I would suggest there is a temptation for us to expect others to come and join us. We want new people in church, we want people to become Christians and we will offer the hand of friendship and welcome to them. But do we want them to join us and become one of us and to play by our rules? That is our challenge and if we look at the history of the Christian church we can see the pattern. You are welcome to join us, but here are the rules of belief, and the rules of behaviour. Sadly some churches have become like a club with membership rules and operate like a clique where people are expected to conform in order to belong. But that is the exact opposite of what Jesus is doing in this story.

In this story, Jesus reaches out and meets the woman in her culture. He doesn’t ask her to join the club. He doesn’t set any provisos for the welcome. He just accepts her as she is, shows compassion and grace, and allows her to continue in her own cultural way of being. Perhaps this is the mentality of a truly Mission-Shaped Church; rather than expecting others to join us exclusively on our terms, instead, we are prepared to learn from others and enlarge our own vision of mission and ministry as a result of engagement with others who are different from ourselves or have different expectations of what church should be.
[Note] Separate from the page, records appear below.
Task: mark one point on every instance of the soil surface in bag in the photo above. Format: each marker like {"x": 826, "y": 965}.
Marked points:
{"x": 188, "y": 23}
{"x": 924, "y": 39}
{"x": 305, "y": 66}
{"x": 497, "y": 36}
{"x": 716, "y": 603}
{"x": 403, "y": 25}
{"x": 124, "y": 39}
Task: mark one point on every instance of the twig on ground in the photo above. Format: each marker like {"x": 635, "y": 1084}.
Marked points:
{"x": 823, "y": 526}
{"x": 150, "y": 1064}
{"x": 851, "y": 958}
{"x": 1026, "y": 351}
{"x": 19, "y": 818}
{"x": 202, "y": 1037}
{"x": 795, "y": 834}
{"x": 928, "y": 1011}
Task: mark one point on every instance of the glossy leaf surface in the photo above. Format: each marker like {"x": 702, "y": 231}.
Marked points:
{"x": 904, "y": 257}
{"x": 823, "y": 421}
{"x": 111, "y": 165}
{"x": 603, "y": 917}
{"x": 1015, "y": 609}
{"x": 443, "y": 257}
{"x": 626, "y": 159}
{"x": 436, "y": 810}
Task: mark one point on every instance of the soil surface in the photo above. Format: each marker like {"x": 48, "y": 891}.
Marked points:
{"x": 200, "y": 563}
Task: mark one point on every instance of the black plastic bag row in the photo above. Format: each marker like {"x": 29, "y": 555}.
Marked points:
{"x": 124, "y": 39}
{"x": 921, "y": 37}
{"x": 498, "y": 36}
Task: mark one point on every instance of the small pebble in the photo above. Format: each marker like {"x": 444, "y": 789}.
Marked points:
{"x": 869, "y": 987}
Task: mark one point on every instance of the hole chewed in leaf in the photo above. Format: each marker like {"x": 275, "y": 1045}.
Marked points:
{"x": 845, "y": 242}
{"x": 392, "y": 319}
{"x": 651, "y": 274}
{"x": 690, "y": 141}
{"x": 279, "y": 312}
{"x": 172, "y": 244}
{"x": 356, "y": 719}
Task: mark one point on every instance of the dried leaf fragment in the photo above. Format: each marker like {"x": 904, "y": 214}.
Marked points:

A Mission-Shaped Church is prepared to dismantle boundaries, to get rid of the idea of ‘Us and Them’, and proactively choose to learn from others with different ideas so that we can grow together as the people of God; with all our differences, with all our different expectations of God and Church. As someone said ‘people pray to many different Gods but only one God answers.’

I said at the beginning that this is an uncomfortable passage - It is uncomfortable because we see the arrogance of the disciples, an unexpected response from Jesus, and we are confronted with the idea that an ‘outsider’ should engage with Jesus to get an answer to her need. It is uncomfortable because we are confronted with the reality that we have a great deal to learn from those we might think are outsiders, and that, if we want to be truly Christlike we have to embrace ‘outsiders’ not so that they can become like us but so that we can learn about God from them.
It we want to be a Mission-Shaped Church we will need to be brave, to be willing to change and to grow in ways that we never thought possible before. Maybe we don’t want this at all, we want to stay in our comfort zone, to stay in our club, but this will spell the death knell for the church, we will slowly become more introvert and eventually die. The bottom line is there really is no alternative if we want to mirror the ministry of Christ, if we believe in the prayer we say so often ‘Thy Kingdom come, thy will be done on earth.

This might have been an uncomfortable start but what an amazing finish.